101

Task 101

The Impact of Using Lidar Network Data for a Summertime Cold Front Case Study

Principal Investigator(s):

S. Rabenhorst

Sponsor(s):

D. Whiteman

Last Updated:

October 26, 2012 15:25:20


Description of Problem

Model simulations of the impact of space-based data on regional scale weather forecasts indicate space-based data alone are insufficient to improve short-term forecasting of convective systems. Smaller scale measurements that can only be acquired from either ground-based or airborne sensors are needed. This project responds to the national priorities to implement a mesoscale network capable of high resolution monitoring of humidity and planetary boundary layer structure. The focus is investigating the impact of a water vapor lidar network to improve short-term numerical forecasts for a summertime cold front case study during 1-5 August 2006. Emphasis is also placed on the cost-benefit component of these profilers. Network density, platform, system hardware, and associated market-value prices are all significant contributing factors. The results of this study should help inform decision-makers when considering a new or improved mesoscale observing network.

Scientific Objectives and Approach

Testing of the proposed lidar network is being done using Observing System Simulation Experiments (OSSE). Interpolated water vapor profiles are extracted from the Nature Run (NR) at proposed observation locations and then processed by a lidar model. The resulting profiles are realistic observations and associated errors which account for lidar system hardware specifications and quality. The profiles are then assimilated into perturbed impact runs to assess how effectively the lidar network constrains the model back to the NR, thus providing a measure of forecast impact.

Accomplishments

Operational centers had difficulty correctly predicting the cold front movement, timing, and quantitative precipitation forecast in this case study. The Weather Research and Forecasting (WRF) model has been used to conduct several runs of the case study. Optimization of initial conditions and other WRF parameters have been accomplished by verification against aircraft, upper air, and surface observations. Additionally, high-resolution measurements taken during the Water Vapor Variability – Satellite/Sondes (WAVES) 2006 field campaign are used for verification and a closer look at boundary layer processes. The verification has given insight into the representativeness of the model, and subsequently, the selection of an appropriate NR. Water vapor profiles from the NR have been extracted for lidar model input. Lidar model simulations of these profiles are ongoing.

Separate high-resolution runs have been performed to explore the meteorological dynamics behind the boundary progression, leading waves, and the interaction with the complex orography over the Mid-Atlantic Appalachian Mountains. WRF has offered possible explanations for interesting features present in the campaign measurement dataset. The model results have been quantified against the model. These findings are being gathered for a publication.

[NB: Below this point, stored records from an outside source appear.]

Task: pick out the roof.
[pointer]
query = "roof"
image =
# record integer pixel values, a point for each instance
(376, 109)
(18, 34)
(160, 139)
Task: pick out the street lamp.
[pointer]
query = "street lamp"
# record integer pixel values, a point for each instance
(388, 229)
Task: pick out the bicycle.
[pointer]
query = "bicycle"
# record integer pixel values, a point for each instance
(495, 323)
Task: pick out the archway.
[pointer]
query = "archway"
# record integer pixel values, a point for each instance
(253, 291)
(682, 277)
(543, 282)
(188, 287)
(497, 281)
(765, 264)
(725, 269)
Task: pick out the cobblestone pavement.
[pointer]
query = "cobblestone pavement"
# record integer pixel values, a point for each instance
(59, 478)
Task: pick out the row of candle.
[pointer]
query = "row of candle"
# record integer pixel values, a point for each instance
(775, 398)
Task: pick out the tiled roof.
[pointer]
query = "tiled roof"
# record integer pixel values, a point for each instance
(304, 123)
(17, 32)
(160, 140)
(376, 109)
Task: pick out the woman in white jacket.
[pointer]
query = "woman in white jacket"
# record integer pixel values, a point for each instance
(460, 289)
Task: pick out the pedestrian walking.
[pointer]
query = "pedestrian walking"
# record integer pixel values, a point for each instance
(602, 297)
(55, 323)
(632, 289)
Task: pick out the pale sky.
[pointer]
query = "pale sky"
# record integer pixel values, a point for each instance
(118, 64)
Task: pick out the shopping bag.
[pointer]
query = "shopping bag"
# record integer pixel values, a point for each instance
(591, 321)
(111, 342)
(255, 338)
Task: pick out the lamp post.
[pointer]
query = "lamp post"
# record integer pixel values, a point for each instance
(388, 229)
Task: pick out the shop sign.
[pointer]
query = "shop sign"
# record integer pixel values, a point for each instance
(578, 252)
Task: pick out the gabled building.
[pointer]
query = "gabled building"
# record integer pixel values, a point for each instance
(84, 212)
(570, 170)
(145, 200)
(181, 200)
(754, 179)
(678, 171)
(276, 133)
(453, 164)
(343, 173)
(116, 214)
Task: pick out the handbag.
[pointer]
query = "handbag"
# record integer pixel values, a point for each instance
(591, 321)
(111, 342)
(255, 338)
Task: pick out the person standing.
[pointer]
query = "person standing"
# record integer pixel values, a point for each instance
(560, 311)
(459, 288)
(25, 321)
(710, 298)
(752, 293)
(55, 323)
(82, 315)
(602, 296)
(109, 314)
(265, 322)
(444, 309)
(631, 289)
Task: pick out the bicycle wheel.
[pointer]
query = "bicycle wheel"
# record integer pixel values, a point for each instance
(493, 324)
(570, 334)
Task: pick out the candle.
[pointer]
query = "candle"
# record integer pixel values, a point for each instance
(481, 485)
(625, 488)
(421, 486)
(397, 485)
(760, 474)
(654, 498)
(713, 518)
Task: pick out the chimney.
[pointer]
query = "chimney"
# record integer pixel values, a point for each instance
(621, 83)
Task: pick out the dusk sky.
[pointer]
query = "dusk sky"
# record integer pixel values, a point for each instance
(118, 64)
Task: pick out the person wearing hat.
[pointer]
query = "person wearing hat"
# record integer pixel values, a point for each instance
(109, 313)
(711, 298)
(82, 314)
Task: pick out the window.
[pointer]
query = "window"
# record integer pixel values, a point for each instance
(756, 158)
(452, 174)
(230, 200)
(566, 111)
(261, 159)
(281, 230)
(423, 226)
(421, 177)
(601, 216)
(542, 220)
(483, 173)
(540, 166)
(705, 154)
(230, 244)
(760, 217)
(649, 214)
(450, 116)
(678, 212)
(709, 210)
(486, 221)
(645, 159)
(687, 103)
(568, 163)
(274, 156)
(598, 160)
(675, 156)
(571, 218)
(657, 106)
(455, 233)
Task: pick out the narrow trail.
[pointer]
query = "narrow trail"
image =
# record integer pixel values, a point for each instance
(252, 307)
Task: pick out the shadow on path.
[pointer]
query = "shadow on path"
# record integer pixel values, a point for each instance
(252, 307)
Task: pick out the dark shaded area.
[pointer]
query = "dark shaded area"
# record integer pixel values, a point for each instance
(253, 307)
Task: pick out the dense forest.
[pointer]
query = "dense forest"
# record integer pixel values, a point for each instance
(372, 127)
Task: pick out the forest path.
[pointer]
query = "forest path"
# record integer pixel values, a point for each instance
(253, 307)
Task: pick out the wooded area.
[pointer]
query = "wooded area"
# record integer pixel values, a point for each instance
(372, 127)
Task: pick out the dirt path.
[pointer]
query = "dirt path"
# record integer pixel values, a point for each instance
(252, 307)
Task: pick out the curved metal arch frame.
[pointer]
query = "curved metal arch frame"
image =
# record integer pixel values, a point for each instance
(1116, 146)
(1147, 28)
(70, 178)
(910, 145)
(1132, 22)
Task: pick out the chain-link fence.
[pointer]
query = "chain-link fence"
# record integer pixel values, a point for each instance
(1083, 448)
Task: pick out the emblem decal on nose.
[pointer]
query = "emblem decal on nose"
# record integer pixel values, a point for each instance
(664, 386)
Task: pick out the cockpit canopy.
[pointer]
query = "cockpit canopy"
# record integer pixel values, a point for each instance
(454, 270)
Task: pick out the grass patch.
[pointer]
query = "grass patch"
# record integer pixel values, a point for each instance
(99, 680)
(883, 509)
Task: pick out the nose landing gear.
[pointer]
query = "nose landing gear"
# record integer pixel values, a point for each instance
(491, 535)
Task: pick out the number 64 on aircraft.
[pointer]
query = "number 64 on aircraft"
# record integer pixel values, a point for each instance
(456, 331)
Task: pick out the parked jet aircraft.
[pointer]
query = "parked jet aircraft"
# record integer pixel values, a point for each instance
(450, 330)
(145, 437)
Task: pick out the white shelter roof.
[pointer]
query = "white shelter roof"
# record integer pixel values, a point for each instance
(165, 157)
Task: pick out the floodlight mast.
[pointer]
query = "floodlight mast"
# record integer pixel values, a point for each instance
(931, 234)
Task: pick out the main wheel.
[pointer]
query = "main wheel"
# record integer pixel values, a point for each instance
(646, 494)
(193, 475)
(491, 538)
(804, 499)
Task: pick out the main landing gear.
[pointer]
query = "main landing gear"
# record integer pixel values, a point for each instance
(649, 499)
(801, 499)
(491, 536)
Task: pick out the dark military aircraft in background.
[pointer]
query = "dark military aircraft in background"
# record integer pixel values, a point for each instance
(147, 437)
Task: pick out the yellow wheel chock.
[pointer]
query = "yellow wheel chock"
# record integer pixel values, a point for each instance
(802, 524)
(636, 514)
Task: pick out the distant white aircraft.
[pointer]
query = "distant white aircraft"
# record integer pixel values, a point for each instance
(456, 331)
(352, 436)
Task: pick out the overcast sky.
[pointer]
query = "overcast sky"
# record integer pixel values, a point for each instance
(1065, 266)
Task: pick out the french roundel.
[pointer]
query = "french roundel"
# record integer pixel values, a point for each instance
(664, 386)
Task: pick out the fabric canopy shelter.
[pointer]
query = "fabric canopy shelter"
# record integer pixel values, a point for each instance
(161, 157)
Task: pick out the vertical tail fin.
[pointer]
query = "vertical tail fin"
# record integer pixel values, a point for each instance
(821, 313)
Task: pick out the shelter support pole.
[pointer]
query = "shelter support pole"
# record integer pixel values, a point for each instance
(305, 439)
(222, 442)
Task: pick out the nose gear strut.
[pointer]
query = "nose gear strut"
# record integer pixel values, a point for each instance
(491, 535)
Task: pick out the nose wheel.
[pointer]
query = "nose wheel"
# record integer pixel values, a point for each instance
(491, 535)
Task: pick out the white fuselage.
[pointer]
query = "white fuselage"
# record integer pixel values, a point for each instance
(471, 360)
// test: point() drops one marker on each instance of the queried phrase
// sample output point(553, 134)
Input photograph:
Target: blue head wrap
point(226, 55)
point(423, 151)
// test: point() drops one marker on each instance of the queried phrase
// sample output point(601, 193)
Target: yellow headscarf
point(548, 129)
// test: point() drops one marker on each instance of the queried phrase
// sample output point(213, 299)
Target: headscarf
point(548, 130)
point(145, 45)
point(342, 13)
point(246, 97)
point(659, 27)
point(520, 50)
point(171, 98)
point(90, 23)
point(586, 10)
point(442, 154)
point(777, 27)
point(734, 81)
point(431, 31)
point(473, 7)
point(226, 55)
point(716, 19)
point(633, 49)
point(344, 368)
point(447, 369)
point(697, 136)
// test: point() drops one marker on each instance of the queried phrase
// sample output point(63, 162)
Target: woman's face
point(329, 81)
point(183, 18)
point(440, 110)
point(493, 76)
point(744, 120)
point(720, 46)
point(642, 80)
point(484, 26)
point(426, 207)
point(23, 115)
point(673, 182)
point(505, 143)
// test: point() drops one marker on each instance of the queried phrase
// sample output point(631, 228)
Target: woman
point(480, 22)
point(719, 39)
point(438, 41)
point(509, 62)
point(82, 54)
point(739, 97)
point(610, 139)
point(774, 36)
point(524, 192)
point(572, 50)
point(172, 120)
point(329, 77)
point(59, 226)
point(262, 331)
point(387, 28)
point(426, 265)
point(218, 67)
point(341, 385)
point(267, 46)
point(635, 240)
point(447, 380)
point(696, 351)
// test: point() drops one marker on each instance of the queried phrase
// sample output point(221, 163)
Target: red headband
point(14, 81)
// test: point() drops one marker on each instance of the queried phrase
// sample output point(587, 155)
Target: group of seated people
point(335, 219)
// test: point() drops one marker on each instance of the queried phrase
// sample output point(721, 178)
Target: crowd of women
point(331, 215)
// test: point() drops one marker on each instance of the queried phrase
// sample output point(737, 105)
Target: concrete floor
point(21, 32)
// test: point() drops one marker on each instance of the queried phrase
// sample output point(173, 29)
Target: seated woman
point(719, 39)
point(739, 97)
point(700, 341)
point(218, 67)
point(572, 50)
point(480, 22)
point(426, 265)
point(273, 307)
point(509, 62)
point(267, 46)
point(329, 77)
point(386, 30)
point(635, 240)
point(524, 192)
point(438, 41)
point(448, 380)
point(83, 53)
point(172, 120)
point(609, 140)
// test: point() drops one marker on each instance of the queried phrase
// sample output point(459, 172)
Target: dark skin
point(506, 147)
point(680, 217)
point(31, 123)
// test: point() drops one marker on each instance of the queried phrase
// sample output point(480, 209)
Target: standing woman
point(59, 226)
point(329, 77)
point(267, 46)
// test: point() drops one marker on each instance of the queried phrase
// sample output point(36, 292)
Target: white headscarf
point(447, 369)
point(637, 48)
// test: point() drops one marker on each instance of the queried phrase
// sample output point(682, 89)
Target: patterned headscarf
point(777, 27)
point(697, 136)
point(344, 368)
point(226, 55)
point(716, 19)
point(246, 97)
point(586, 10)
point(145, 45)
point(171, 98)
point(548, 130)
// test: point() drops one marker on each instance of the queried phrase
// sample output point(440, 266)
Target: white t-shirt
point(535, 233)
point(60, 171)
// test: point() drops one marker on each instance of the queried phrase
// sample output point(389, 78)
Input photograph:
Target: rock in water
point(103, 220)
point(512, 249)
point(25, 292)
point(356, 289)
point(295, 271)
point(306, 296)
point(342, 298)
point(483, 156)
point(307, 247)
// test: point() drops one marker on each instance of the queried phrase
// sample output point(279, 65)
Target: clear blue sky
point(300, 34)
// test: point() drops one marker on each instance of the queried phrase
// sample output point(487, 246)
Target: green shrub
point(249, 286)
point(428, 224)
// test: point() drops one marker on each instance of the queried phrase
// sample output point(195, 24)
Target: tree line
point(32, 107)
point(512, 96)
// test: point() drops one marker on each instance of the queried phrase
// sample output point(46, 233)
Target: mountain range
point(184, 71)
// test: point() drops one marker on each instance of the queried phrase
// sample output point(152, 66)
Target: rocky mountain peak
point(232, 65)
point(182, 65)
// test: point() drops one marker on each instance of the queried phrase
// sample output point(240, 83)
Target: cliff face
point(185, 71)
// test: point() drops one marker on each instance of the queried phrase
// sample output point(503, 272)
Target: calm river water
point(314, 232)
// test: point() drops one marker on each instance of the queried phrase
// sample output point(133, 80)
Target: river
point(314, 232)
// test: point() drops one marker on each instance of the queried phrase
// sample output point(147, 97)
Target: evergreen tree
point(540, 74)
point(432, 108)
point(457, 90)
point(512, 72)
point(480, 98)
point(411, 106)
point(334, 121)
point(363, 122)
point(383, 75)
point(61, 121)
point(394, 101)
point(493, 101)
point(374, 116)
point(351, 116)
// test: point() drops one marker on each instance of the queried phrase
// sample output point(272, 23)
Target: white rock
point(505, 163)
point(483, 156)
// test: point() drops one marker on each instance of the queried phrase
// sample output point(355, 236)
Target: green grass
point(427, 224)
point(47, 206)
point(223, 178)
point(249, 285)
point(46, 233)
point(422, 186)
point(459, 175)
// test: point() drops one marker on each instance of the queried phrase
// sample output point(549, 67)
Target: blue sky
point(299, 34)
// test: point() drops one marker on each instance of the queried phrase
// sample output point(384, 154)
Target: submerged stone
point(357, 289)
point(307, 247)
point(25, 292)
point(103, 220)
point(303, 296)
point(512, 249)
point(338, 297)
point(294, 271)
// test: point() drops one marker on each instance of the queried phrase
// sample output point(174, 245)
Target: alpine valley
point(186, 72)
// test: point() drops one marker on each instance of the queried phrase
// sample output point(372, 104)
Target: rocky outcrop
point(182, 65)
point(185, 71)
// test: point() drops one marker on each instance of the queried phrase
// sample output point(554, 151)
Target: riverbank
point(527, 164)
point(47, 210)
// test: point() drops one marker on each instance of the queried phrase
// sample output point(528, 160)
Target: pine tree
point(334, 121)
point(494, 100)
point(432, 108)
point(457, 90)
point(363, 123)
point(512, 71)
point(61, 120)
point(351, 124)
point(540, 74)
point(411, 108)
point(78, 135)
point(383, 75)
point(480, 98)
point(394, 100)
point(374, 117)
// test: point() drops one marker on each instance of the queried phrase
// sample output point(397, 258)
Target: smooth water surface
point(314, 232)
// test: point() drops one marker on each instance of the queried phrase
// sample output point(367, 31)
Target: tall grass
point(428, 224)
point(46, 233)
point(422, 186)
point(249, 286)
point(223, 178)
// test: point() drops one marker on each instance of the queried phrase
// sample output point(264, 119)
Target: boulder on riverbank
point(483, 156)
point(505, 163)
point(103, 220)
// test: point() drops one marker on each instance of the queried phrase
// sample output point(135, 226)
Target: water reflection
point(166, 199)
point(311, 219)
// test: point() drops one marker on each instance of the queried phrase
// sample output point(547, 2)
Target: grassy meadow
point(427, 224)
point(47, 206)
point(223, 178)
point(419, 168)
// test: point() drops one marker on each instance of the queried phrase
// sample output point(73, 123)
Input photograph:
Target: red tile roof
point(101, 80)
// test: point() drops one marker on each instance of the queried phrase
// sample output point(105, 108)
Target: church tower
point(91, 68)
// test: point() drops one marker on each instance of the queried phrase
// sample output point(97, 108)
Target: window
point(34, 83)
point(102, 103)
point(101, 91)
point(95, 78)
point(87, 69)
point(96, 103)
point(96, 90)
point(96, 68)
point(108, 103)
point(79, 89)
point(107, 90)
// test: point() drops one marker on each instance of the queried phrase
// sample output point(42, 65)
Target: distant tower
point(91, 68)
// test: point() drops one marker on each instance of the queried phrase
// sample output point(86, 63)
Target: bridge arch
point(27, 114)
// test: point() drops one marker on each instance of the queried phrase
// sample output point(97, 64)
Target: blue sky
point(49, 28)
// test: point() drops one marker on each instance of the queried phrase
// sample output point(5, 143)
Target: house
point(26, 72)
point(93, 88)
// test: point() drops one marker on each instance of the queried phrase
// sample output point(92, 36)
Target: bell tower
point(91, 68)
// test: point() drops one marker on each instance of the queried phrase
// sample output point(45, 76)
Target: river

Testing of WRF’s Observation Nudging (FDDA), 3DVAR, and ETKF-3DVAR hybrid schemes has begun. Successful assimilation of radiosonde, aircraft (ACARS), profiler (MAP & NPN), and surface data has been done. Forecast improvement resulting from the assimilation of these conventional observations is a baseline to compare with forecast improvement from the proposed lidar observation network. Preliminary data assimilation of perfect lidar observations in the impact runs has demonstrated positive results.